This article was originally published on ETFTrends.com.

Convertible bonds remain one of the hotter corners of the fixed income market. Investors can grab sector upside without totally diving in with the Principal Spectrum Tax-Advantaged Dividend Active ETF (PQDI).

PQDI, which debuted in June, offers exposure to multiple income assets, including convertibles. The Principal ETF “seeks to provide current income. Under normal circumstances, the fund invests at least 80% of its net assets, plus any borrowings for investment purposes, in dividend-paying securities at the time of purchase,” according to Principal. “Such securities include, without limitation, preferred securities and capital securities of U.S. and non-U.S. issuers. The fund invests significantly in securities that, at the time of issuance, are eligible to pay dividends that qualify for favorable U.S. federal income tax treatment.”
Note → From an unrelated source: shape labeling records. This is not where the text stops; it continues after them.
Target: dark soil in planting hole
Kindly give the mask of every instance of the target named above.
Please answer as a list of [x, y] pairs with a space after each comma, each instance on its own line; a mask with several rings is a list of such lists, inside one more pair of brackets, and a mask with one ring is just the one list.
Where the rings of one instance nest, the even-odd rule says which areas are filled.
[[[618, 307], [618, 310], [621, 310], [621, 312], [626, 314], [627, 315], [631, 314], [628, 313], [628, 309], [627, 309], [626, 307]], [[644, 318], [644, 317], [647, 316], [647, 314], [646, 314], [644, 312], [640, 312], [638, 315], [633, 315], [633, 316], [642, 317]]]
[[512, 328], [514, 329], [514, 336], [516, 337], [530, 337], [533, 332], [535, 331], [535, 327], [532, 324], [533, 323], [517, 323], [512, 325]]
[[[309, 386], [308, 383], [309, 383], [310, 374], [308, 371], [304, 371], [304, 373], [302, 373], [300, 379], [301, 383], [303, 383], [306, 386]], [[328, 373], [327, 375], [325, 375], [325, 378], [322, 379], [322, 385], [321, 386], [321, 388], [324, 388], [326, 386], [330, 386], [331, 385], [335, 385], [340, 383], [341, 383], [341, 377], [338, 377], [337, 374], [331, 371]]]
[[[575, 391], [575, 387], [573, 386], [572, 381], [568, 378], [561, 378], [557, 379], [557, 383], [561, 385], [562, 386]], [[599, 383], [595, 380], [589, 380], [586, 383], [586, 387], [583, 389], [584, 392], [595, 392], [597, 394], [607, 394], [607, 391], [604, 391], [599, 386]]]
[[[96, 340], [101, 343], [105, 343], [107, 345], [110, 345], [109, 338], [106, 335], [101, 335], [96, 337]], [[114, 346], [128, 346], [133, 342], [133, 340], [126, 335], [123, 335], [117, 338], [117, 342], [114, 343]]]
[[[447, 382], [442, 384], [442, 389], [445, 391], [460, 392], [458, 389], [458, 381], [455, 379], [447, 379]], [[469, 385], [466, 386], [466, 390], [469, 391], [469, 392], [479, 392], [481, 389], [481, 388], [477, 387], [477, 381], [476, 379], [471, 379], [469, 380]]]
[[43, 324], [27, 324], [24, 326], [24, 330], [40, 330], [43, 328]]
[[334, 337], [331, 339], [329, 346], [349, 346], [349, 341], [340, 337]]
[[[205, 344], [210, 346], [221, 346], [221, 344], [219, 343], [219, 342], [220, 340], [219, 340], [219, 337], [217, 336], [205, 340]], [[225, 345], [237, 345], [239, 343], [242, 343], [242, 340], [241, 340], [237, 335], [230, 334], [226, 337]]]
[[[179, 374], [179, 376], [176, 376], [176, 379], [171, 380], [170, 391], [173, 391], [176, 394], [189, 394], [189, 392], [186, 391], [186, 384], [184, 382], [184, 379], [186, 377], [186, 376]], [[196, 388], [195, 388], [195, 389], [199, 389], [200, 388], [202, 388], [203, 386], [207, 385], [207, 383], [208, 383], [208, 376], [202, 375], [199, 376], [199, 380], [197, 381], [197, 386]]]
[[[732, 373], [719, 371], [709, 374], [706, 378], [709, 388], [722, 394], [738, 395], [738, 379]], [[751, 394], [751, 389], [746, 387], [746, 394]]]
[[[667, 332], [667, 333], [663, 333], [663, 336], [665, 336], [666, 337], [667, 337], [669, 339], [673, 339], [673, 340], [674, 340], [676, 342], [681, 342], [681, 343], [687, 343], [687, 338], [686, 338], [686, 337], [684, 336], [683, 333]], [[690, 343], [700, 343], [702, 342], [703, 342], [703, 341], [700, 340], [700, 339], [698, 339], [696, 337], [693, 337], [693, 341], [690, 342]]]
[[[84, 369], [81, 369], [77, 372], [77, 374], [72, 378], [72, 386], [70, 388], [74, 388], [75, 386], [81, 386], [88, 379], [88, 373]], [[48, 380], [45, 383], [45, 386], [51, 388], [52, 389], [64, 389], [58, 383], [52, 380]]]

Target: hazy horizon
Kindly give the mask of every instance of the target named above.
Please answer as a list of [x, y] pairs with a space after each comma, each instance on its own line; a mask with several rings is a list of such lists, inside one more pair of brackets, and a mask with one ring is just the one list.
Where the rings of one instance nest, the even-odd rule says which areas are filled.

PQDI offers a higher level of income because it combines convertibles exposure with preferred stocks and REITs, among other income-generating assets. PQDI’s convertibles allocation is proving potent this year.

“The hot convertible securities market remains underappreciated on Wall Street—only a tiny fraction of institutional investors participate in the hybrid sector,” reports Andrew Bary for Barron's. “That’s the view of Tracy Maitland, the president and chief investment officer of Advent Capital Management, which runs about $11 billion, mostly in convertibles.”

PQDI 1 Year Performance
PQDI 1 Year Performance

Call on Convertibles with PQDI

Convertible bonds are a type of hybrid fixed-coupon security that allows the holder the option to swap the bond security for common or preferred stock at a specified strike price. Due to the bond’s equity option, convertible bonds typically pay less interest than traditional corporate bonds. The fund, though, does not convert its holdings into shares. Investors are exposed to the equity premium due to the way the bonds are priced.
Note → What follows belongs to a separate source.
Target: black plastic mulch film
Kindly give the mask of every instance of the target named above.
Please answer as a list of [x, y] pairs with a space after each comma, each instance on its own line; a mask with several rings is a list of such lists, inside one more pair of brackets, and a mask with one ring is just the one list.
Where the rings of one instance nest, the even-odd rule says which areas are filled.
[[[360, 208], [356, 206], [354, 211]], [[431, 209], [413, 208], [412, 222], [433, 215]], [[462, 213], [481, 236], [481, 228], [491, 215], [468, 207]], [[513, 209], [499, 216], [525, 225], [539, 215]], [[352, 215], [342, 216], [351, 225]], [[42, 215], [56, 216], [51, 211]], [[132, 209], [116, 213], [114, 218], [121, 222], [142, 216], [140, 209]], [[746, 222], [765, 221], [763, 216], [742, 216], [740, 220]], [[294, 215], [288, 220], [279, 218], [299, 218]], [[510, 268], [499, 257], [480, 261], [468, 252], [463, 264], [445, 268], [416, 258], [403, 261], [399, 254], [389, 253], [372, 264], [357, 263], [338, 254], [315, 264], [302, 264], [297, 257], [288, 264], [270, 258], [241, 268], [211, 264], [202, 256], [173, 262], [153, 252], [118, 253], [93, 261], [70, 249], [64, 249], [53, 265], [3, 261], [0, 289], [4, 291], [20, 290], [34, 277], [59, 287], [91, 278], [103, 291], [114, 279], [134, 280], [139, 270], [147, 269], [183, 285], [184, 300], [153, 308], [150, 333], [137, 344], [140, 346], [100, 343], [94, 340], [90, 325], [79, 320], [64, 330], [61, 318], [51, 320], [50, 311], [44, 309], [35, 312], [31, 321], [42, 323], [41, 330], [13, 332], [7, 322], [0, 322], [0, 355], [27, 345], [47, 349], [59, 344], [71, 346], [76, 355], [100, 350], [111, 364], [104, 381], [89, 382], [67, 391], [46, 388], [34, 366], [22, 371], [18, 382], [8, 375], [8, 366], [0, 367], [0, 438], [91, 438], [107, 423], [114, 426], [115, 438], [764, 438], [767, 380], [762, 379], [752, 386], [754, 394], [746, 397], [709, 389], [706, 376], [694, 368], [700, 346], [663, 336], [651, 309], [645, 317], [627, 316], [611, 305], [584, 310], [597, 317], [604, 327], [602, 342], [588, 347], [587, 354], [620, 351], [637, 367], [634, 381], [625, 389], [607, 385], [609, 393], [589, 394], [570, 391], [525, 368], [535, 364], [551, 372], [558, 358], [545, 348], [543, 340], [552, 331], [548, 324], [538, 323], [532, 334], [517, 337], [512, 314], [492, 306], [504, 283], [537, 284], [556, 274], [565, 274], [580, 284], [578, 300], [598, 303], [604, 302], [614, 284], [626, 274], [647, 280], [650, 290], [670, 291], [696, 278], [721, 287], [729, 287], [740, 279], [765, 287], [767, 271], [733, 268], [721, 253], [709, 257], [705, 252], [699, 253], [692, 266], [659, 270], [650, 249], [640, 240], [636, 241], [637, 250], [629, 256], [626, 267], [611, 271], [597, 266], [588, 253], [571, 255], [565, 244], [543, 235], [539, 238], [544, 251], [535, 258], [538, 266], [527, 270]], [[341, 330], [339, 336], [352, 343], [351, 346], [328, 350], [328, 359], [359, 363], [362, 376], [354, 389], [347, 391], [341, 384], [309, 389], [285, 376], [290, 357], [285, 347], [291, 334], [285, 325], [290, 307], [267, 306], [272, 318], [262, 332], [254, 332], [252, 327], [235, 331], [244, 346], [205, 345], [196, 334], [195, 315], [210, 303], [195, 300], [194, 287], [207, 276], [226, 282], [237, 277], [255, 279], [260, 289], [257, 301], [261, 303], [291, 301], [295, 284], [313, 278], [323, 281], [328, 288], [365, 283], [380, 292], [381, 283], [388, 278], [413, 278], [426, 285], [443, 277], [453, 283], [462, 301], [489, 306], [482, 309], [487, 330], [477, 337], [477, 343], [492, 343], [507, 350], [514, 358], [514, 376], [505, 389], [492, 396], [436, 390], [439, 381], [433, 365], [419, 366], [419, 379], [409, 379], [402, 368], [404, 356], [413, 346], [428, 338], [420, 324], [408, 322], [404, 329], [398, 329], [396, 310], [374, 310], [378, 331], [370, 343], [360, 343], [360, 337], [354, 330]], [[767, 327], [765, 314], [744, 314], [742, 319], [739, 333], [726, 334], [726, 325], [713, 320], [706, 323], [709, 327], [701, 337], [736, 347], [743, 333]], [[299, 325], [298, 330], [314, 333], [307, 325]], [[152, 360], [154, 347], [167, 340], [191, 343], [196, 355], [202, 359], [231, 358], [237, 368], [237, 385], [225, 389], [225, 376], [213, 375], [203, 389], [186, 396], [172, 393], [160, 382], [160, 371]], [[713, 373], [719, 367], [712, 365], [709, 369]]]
“Convertible bonds now carry low interest rates—many new issues have had yields of zero recently—and can be exchanged into the issuing company’s stock if the shares rise. This gives convertibles equity-like characteristics and enabled the market to return about 45% in 2020 on the back of gains in stocks like Tesla (TSLA), making it one of premier U.S. asset classes,” adds Barron's.

Convertible bonds are seen as a middle ground between stocks and bonds. The securities pay lower coupons than regular unsecured debt securities, but they can also make up the difference if the company’s shares continue to appreciate.